18 Nov

Looking for something to do one day…

Looking for something to do one day… John Schieffelin 

Before I was lucky enough to have custody of a vintage Bentley, Morgans were a nice, afford­able alternative. The Plus 4s were quicker than an MG TC, but certainly gave you a vintage ride. Then, as now, they looked the part, even if people would often ask what model of MG it was. As we enthusiasts are wont to do, I had accumulated much Morgan literature to go along with the Plus 4 four-seater I was driving in the late ’60s. So 1 read about H.F.S. Morgan and the three-wheelers he had been producing since the founding of his eponymous company in 1910. By 1936, Mr. Morgan determined that four-wheeled cars were not a passing fad, and began making sports cars with a wheel at each corner of a rectangular frame, in addition to the three-wheelers.

One day, I was perusing Hemmings, and there was a mid-’30s Morgan three-wheeler powered by a J.A.P. water-cooled twin advertised for sale. I called, and it turned out the car(?) was in running condition and located near Brattleboro, Vermont, just north of Massachusetts. I was then living in central Massachusetts, so it was not too far away. I bought it, and the question became how to fetch it. Not a good idea to try and drive it home, given my lack of experience conducting such a contraption. I was racing a Formula Vee in SCCA at the time and had a simple open trailer with no floor, just a couple of metal rails to roll the car onto. See the problem? No middle rail, which the Morgan would need, due to its triangular wheelbase. One of my friends transported his Vee on the back of one of those VW pickups with the van front end. Ideal. So with a chase car full of other SCCA buddies, we headed for Vermont one evening. My friend had only two rails to load his Vee, but with all the muscle in the chase car, we had no problem getting the little Morgan on and off the truck.

After I figured out how to drive the thing with some degree of proficiency (hand throttle on the steering wheel that went to a different place when you turned the wheel was just one of its myriad idiosyncrasies), I used it around town to do various errands, including delivering our second son to kindergarten. I always felt a bit nervous, since even though drivers over 45 years ago did not have the distractions they have now, they would gawk at this strange little vehicle with which they were sharing the road, paying scant attention to their direction of travel.

And then came winter. Looking for something to do one day, I decided to take the somewhat tatty Morgan apart to “restore” it. Simple little thing. How hard could it be? You know the story. The boxes of Morgan parts sat, and then

followed me through the (amicable) separation from the wonderful mother of my first three children, moving to western Massachusetts, meeting the woman to whom I have now been married for 43 years, having two more children, joining a trail riding friend to start a motorcycle business and ending up living near Northampton, Massachusetts. Whew! And the chunks of Morgan were still in their boxes.

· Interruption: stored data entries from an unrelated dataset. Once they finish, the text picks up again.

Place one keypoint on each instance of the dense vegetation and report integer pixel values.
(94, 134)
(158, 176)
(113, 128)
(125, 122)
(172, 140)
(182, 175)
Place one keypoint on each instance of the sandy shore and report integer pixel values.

One of the customers who came to the motorcycle shop had a Brough Superior motor­cycle that he was restoring (some people actually do make progress on these things). When he heard about the Morgan, he thought it would make a great next project. Well, since I was always just about to get to it (Ha!), he pestered me for a couple of years, until one day he walked into the shop and having sort of come to my senses, I said, “Make me an offer.” He did, and the boxes of Morgan became his. I retained the right of first refusal should he decide to sell it. Sure enough, a few years later I got a call from Tennessee, where he had moved, saying he had done a bit of work on it, it was not finished, but would I like it back? Nope. So he ended up selling it to a man I knew who was the guru of the Vintage BMW motorcycle fraternity. He, too, pecked away it, but passed it on before it was finished.

Some years later, I was giving a presentation on the VSCCA at the Lars Anderson Museum in Brookline, Massachusetts, and afterwards the manager said he wanted to show me a strange vehicle he had just gotten. Turned out to be the Morgan, still not quite finished, but almost. Finally, a few years ago, one of my VSCCA Morgan friends called and said, “Your old Morgan is on eBay.” I looked and there it was, almost done, advertised as having once belonged to an officer of the VSCCA. Whether that helped or hindered a potential sale, I will never know. Where is it now? I may find out one of these years. I just hope it is finally finished.